Yazarlar G.Saray için ne yazdı
G.Saray, Ali Sami Yen'de konuk ettiği Bursaspor'u iki golle yenip 3 puanı aldı... Kötü futbol ve şans golleri için spor yorumcuları şunları yazdı
G.Saray, Bursa karşısında kötü de oynasa 2-1 kazanıp zirve takibini sürdürdü... Ali Sami Yen'deki karşılaşma için spor yazarları köşelerinde şu görüşleri kaleme aldı..
İşte çarpıcı yorumlar...
RIDVAN DİLMEN-//MİLLİYET
Açıkcası dün akşamki kadar temposuz bir maç hiç görmemiştim.
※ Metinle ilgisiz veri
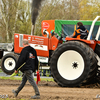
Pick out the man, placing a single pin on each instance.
(81, 32)
(29, 57)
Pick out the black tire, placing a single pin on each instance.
(8, 63)
(89, 64)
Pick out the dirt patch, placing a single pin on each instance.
(50, 91)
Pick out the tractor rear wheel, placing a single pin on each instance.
(73, 63)
(8, 63)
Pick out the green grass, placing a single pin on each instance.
(0, 70)
(20, 78)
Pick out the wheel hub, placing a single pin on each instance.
(10, 64)
(75, 65)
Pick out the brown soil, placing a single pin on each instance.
(50, 91)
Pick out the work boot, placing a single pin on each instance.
(35, 97)
(15, 93)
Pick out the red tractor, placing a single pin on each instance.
(72, 63)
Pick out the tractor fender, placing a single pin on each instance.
(91, 43)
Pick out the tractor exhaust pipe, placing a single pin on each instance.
(32, 29)
(36, 4)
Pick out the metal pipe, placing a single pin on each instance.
(92, 26)
(32, 29)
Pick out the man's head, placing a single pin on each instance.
(79, 24)
(25, 42)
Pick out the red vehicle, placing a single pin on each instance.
(72, 63)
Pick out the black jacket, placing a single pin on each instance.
(28, 55)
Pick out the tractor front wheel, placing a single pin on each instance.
(73, 63)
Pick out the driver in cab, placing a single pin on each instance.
(81, 32)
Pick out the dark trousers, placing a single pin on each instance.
(28, 75)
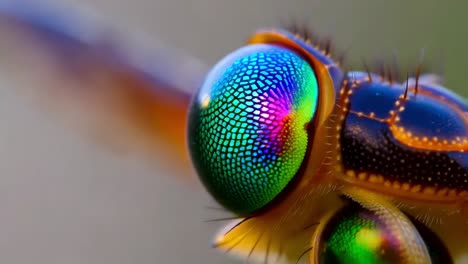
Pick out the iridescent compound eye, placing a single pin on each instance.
(248, 125)
(357, 235)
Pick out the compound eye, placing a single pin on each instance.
(248, 126)
(357, 235)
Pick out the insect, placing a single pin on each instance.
(279, 133)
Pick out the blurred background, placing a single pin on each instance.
(65, 200)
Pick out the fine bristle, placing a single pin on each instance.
(324, 44)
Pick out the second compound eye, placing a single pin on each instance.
(248, 125)
(357, 235)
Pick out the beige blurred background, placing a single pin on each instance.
(64, 200)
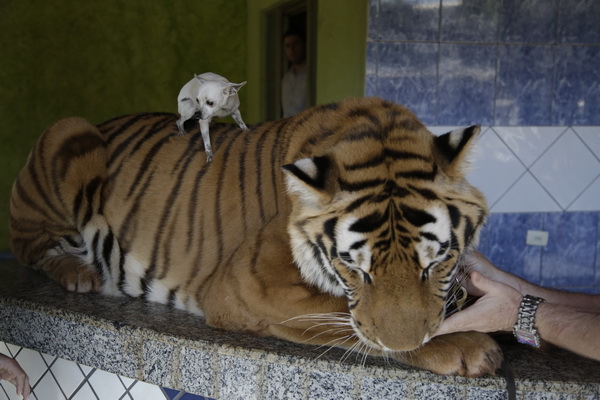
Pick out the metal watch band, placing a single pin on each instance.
(525, 330)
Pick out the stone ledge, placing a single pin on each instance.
(171, 348)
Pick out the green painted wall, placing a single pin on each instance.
(103, 58)
(340, 54)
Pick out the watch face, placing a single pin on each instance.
(526, 337)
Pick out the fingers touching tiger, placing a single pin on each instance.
(342, 225)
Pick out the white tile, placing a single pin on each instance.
(48, 358)
(47, 388)
(440, 130)
(127, 382)
(494, 168)
(12, 349)
(85, 393)
(528, 142)
(589, 199)
(566, 169)
(4, 349)
(10, 390)
(106, 385)
(526, 196)
(68, 375)
(32, 363)
(145, 391)
(591, 136)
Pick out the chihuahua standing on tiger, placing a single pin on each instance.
(206, 96)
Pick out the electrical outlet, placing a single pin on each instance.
(537, 238)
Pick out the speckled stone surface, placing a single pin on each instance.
(172, 348)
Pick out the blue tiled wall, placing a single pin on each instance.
(571, 259)
(492, 62)
(508, 63)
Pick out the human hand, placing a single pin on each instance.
(496, 310)
(11, 371)
(475, 261)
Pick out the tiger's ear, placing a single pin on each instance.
(453, 148)
(311, 179)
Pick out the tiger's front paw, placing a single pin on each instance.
(73, 276)
(470, 354)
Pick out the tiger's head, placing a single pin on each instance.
(382, 218)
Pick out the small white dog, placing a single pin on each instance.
(206, 96)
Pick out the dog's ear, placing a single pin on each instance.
(232, 88)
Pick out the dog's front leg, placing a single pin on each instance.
(237, 117)
(206, 139)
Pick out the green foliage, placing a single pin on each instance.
(100, 59)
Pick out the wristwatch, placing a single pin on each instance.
(525, 330)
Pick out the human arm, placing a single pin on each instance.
(575, 328)
(475, 261)
(11, 371)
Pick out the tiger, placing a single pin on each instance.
(341, 226)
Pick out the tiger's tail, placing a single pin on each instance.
(56, 219)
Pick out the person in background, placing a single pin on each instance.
(509, 303)
(294, 85)
(11, 371)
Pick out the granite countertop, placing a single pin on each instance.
(172, 348)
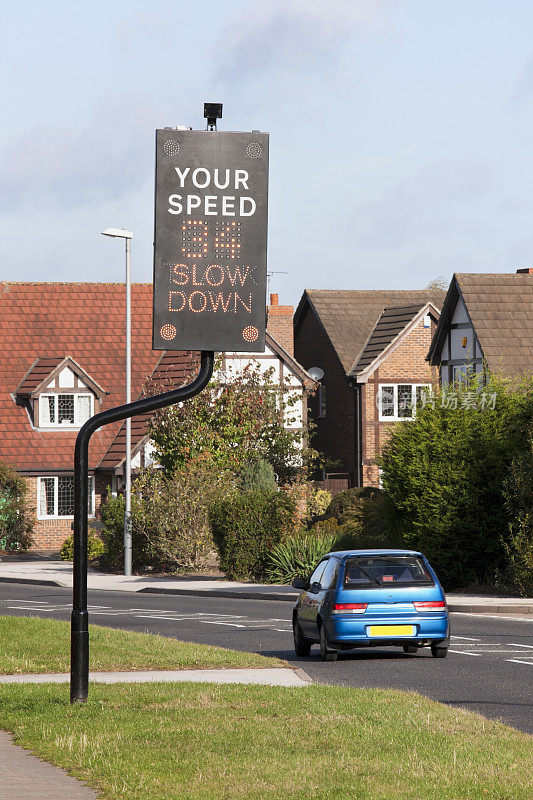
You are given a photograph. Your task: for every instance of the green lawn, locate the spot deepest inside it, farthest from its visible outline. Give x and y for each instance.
(31, 645)
(208, 742)
(219, 742)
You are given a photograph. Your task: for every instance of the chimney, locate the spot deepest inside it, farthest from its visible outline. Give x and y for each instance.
(279, 324)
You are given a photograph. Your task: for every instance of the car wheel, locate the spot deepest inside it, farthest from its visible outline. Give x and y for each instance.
(302, 646)
(326, 653)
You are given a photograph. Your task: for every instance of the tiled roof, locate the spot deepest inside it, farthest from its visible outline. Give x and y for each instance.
(389, 325)
(500, 306)
(51, 321)
(349, 315)
(36, 375)
(174, 369)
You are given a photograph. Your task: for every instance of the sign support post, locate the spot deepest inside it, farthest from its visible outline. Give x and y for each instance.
(79, 647)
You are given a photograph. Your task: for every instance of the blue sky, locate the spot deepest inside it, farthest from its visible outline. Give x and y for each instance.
(401, 132)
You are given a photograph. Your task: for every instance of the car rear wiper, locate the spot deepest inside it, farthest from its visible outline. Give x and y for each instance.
(374, 580)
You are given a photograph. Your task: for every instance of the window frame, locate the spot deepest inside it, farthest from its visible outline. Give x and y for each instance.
(395, 416)
(56, 515)
(64, 425)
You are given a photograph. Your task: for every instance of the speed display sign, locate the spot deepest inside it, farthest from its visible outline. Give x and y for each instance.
(211, 198)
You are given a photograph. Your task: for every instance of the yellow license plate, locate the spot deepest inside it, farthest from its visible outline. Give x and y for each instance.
(391, 630)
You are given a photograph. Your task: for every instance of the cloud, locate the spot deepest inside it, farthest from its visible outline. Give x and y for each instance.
(441, 198)
(59, 167)
(524, 86)
(280, 34)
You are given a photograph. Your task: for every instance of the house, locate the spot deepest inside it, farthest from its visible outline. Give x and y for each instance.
(486, 323)
(371, 347)
(63, 360)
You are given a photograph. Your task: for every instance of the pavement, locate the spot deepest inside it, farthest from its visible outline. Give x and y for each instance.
(277, 676)
(23, 776)
(50, 572)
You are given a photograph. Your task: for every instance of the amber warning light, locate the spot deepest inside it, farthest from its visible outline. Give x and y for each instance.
(211, 200)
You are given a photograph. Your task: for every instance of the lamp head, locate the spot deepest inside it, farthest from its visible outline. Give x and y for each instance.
(119, 233)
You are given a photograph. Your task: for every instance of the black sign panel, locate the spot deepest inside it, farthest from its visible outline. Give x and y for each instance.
(210, 240)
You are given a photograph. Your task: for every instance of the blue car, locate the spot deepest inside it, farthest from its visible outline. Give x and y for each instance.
(371, 598)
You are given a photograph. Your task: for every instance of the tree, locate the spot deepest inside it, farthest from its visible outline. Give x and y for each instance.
(445, 475)
(16, 523)
(170, 527)
(234, 420)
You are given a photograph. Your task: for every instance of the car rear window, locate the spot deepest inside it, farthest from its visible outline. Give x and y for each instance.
(368, 571)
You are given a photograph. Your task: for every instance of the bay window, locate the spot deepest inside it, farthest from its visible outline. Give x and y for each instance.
(400, 400)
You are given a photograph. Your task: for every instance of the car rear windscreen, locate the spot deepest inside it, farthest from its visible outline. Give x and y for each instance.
(368, 571)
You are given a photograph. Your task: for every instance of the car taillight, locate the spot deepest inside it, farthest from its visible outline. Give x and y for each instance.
(349, 608)
(430, 605)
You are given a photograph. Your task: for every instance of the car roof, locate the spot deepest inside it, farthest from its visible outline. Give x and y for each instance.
(395, 552)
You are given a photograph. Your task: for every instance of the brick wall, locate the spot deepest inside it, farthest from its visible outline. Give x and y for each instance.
(406, 364)
(335, 434)
(49, 534)
(279, 324)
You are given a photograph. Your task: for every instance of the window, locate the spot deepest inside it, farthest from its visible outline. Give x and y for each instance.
(375, 571)
(330, 573)
(58, 410)
(461, 376)
(317, 574)
(400, 400)
(321, 401)
(56, 496)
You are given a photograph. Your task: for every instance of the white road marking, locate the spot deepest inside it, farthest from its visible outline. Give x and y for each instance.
(492, 616)
(17, 600)
(464, 652)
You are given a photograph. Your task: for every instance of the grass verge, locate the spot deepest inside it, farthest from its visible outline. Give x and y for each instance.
(222, 742)
(29, 645)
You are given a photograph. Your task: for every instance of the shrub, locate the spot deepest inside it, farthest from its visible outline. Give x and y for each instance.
(298, 555)
(444, 474)
(170, 528)
(95, 547)
(361, 513)
(257, 474)
(518, 544)
(319, 502)
(16, 523)
(246, 526)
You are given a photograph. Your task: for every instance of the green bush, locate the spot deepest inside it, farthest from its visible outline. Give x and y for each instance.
(445, 474)
(298, 555)
(246, 526)
(16, 523)
(170, 527)
(518, 544)
(361, 514)
(95, 547)
(319, 503)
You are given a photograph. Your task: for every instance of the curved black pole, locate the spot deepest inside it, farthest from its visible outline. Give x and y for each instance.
(79, 642)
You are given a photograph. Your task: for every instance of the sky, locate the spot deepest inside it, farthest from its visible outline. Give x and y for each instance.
(401, 132)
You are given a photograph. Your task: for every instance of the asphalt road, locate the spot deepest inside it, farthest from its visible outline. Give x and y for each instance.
(489, 668)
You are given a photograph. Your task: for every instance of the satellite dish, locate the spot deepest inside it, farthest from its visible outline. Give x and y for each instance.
(316, 373)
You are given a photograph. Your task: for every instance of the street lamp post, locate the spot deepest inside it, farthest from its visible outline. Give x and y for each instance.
(120, 233)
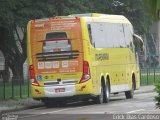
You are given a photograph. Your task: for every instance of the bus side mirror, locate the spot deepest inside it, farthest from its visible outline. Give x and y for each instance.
(138, 43)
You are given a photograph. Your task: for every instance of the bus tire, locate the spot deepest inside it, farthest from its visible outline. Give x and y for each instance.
(107, 93)
(129, 94)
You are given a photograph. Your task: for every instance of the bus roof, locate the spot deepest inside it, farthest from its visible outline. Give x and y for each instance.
(107, 17)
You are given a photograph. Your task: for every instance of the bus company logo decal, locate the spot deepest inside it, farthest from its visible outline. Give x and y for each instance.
(101, 56)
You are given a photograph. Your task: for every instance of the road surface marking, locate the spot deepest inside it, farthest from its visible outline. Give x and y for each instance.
(136, 111)
(62, 110)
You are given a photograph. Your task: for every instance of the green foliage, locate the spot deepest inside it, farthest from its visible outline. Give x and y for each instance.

Maçta ne güzel bir, hareket ne güzel bir organizasyon vardı...
Ligin ikinci yarısında maçlar genelde tempolu ve zevkli geçiyordu. Takımlar iyi ya da kötü oynuyorlardı ama tempo hep yüksekti. Açıkcası dün akşamki kadar temposuz bir maç hiç görmemiştim. Maçta ne güzel bir hareket, ne güzel bir organizasyon vardı.
Goller deseniz zaten bir garipti. Fazla korner atışı da olmadı. Galatasaray maçın başında bulduğu iki sürpriz golden sonra ataktan sonra Konya deplasmanındaki gibi skoru korumayı tercih etti. Bülent Korkmaz 2-0 olunca önce Aydın’ı sonra Kewell’ı çıkarıp Mehmet Güven ve Volkan’ı alarak oyunu tamamen yarı sahasında kabullendi. Perşembe günü Hamburg ile oynanacak önemli maç nedeniyle Arda dinlendirildi, Baros ve Kewell erken çıktı.
Galatasaray gibi takımlar iki farklı öne geçtiklerinde çok rahat kontratak yapmaları gerekiyor. Ancak bunu ne Konya’da, ne de Bursa önünde göremedik. Galatasaray seyircisi Bülent hocadan sonra hep yüreği ağzında maç izliyor. Çok pas yapan Galatasaray’dan eser yok, hızlı hücuma çıkan Galatasaray’dan eser yok. Hele Arda da olmayınca ileride top tutacak kimse kalmadı. Kewell, Nonda ve Lincoln fizik olarak yetersiz kalınca kolay maç zora girdi. İki bek Hakan Balta ile Serkan Kurtulmuş rakip yarı alana geçmedi desek yeridir. Bu da takımın ileride çoğalmasını engelledi. Kısacası rakiplerine karşı bu kadar mahkum oynamak ilerisi için Galatasaray adına endişe verici sinyaller.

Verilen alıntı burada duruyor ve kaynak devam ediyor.